I built and trained a BERT on my gaming laptop (3070 RTX) to ~94% of BERT-base's...

swyx · on Sept 8, 2023

> it's a transformer based natural language model just like GPT

its an encoder-decoder model whereas GPT is decoder only. feels like a pretty big difference, though in practice i honestly still dont have a strong grasp of how encoder-decoder is deficient to decoder-only when it comes to text generation. i get that BERT was designed for translation but why cant we scale it up and use it for textgen just the same

rolisz · on Sept 8, 2023

BERT is encoder only and was designed for classification and natural language inference problems. The original Transformer was encoder-decoder and was designed for translation.

BERT can't be used in an autoregressive way because it doesn't output a new token, it simply generates embeddings from the existing tokens (you get one for each input token).

amilios · on Sept 8, 2023

To clarify for people familiar with the names but not what corresponds to what:

BERT - Encoder-only - embeddings for downstream tasks

GPT/OPT/etc - Decoder-only - language generation

T5/T0 - Encoder-decoder. Kind of does both?

abhijitr · on Sept 8, 2023

BERT is encoder only..

amelius · on Sept 7, 2023

> where GPT is used to generate text, BERT is used to generate embeddings for input text that you can then use for predictive models (e.g. sentiment prediction)

Ok, but isn't text generation more general? E.g. you could ask it to predict the sentiment of a sentence and write the result as a sentence?

samvher · on Sept 7, 2023

Yeah my explanation was definitely a lossy summary. You can do similar things with GPT, but BERT is bidirectional, so for a given token it can take into account both tokens before and after it. GPT would only take into account tokens before it. Looking both ways can be helpful. Another comment in this thread explains the same (maybe clearer).

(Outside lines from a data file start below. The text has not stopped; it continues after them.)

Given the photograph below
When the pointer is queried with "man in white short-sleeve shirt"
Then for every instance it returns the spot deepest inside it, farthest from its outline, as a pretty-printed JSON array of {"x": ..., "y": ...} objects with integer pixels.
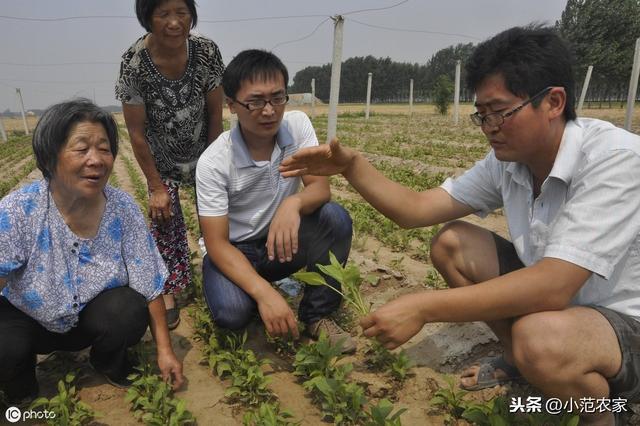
[
  {"x": 258, "y": 226},
  {"x": 564, "y": 296}
]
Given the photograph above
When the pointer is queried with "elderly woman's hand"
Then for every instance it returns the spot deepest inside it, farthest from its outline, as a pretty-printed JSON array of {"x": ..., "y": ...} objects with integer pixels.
[
  {"x": 160, "y": 205},
  {"x": 170, "y": 368}
]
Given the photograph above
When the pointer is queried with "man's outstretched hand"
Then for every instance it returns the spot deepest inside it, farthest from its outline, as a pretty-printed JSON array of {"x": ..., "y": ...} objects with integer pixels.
[{"x": 323, "y": 160}]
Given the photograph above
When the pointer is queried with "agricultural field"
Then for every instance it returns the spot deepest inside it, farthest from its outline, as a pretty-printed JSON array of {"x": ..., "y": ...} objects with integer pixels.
[{"x": 256, "y": 380}]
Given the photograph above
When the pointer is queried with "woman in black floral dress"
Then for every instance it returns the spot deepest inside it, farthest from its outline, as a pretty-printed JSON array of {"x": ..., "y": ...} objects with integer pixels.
[{"x": 169, "y": 86}]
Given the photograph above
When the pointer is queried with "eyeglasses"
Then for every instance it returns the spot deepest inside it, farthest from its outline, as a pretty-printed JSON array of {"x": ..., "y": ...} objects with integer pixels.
[
  {"x": 257, "y": 104},
  {"x": 496, "y": 119},
  {"x": 166, "y": 15}
]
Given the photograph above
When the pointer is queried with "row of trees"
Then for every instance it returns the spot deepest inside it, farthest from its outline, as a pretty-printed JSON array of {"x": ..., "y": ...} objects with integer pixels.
[
  {"x": 601, "y": 32},
  {"x": 390, "y": 79}
]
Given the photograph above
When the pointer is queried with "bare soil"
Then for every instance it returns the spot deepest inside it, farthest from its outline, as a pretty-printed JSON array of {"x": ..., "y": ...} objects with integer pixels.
[{"x": 438, "y": 351}]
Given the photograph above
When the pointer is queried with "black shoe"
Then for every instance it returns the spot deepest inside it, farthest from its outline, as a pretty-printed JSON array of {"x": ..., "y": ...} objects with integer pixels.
[
  {"x": 22, "y": 400},
  {"x": 119, "y": 379}
]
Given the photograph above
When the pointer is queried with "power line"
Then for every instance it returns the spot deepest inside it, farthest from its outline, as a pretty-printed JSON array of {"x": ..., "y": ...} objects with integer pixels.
[
  {"x": 59, "y": 82},
  {"x": 262, "y": 18},
  {"x": 407, "y": 30},
  {"x": 209, "y": 21},
  {"x": 17, "y": 64},
  {"x": 302, "y": 38},
  {"x": 375, "y": 9},
  {"x": 65, "y": 18}
]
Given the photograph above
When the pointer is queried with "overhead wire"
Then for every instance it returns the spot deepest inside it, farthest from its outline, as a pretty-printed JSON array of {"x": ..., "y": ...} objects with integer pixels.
[{"x": 408, "y": 30}]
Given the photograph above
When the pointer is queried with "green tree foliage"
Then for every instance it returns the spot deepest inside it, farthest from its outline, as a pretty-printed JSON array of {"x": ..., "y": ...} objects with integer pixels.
[
  {"x": 602, "y": 34},
  {"x": 442, "y": 93},
  {"x": 390, "y": 79}
]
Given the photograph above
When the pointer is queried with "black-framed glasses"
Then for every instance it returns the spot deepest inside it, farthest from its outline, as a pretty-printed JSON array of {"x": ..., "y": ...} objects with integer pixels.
[
  {"x": 496, "y": 119},
  {"x": 257, "y": 104}
]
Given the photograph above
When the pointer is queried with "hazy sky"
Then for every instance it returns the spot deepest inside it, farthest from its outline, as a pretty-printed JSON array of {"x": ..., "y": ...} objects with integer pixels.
[{"x": 51, "y": 60}]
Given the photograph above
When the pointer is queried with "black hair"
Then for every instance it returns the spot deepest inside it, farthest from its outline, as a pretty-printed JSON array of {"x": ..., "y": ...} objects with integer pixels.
[
  {"x": 52, "y": 131},
  {"x": 145, "y": 9},
  {"x": 529, "y": 59},
  {"x": 251, "y": 65}
]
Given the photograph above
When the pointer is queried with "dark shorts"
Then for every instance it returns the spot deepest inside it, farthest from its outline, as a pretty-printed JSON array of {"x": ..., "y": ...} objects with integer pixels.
[{"x": 626, "y": 383}]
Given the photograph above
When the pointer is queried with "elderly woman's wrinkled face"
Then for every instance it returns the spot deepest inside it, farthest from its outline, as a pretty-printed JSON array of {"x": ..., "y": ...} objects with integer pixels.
[
  {"x": 85, "y": 161},
  {"x": 171, "y": 22}
]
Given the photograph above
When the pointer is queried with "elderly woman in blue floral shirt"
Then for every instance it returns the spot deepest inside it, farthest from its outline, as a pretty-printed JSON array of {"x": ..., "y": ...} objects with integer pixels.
[{"x": 78, "y": 266}]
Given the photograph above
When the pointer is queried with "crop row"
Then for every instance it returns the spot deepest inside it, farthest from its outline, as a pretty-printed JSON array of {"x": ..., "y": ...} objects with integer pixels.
[
  {"x": 368, "y": 221},
  {"x": 141, "y": 193},
  {"x": 8, "y": 184},
  {"x": 227, "y": 357}
]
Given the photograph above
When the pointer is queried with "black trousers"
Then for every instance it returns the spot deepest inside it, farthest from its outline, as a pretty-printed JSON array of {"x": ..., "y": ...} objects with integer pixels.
[{"x": 113, "y": 321}]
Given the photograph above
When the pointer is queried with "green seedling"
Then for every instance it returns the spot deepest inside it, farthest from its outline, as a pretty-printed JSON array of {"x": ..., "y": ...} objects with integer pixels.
[
  {"x": 284, "y": 347},
  {"x": 451, "y": 400},
  {"x": 398, "y": 365},
  {"x": 348, "y": 277},
  {"x": 66, "y": 405},
  {"x": 382, "y": 414},
  {"x": 397, "y": 263},
  {"x": 340, "y": 402},
  {"x": 320, "y": 358},
  {"x": 268, "y": 414},
  {"x": 244, "y": 369},
  {"x": 152, "y": 400}
]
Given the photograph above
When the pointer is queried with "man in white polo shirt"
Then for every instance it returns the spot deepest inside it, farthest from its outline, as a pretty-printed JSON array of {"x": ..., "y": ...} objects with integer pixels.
[
  {"x": 259, "y": 227},
  {"x": 563, "y": 296}
]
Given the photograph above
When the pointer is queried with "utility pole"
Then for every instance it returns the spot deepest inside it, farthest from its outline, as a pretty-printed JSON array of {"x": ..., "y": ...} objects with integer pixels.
[
  {"x": 585, "y": 86},
  {"x": 2, "y": 132},
  {"x": 336, "y": 65},
  {"x": 366, "y": 115},
  {"x": 24, "y": 118},
  {"x": 456, "y": 96},
  {"x": 313, "y": 98},
  {"x": 410, "y": 97},
  {"x": 633, "y": 87}
]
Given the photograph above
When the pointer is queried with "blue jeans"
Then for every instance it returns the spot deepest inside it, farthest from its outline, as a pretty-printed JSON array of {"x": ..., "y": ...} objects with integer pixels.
[{"x": 327, "y": 229}]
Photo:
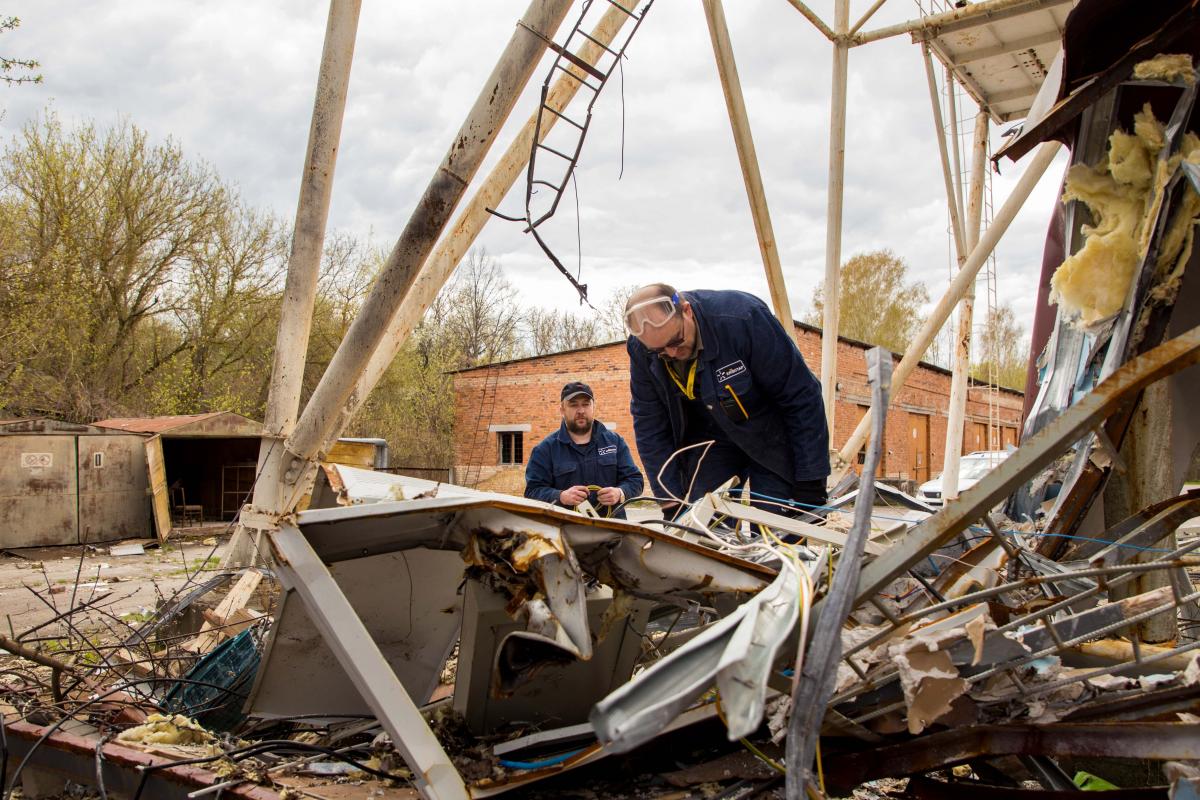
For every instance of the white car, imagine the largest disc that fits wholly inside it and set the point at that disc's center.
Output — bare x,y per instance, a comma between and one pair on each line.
972,467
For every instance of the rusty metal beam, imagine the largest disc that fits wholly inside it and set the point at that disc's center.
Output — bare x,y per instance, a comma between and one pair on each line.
445,188
743,142
123,768
977,13
1036,453
1150,740
819,671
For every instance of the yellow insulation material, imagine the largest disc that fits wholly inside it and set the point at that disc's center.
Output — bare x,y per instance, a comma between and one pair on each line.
1093,282
162,729
1125,193
1167,67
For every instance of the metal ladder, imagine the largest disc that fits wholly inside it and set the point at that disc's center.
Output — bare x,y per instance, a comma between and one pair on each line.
541,172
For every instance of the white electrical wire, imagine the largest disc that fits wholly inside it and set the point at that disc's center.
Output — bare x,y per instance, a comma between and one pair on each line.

jakderrida · on Sept 8, 2023

Yeah, he's glossing over some things, but with good reason. Might be more accurate to say BERT is a discriminant model, while GPT is a generative model. BERT was trained using Masked Language Model process, which is different from the decoder-only process used for the first GPT. Sentiment prediction seems like more of a particular thing BERT is capable of. There are many more capabilities, but GPT has sort of steered the industry towards generative models. https://huggingface.co/docs/transformers/main/tasks/masked_l...

GPT and BERT were actually the first models published after Attention was published by Google.

extasia · on Sept 8, 2023

BERT is ~100m parameters. GPT3.5 is 1000x bigger. A Bert sized decoder model would likely generate nonsense

For most applications BERTs output is used to fine tune additional NN layers, eg for text classification

amrrs · on Sept 7, 2023

I'm sorry if it's off-topic but did the laptop hold up well? Did you have any special cooling mechanism?

samvher · on Sept 7, 2023

Haha fair question. I didn't make any special changes, I just left the lid open and put the laptop in a ventilated spot. I'm actually in the tropics, so I guess Lenovo scores some points here (the laptop is a Legion 5 Pro).

gerdesj · on Sept 7, 2023

If you want to really cook your lap, try running Gentoo! Emerging (compiling) Firefox, glibc, gcc, Libre office and a few of their friends will soon show you how good the cooling is.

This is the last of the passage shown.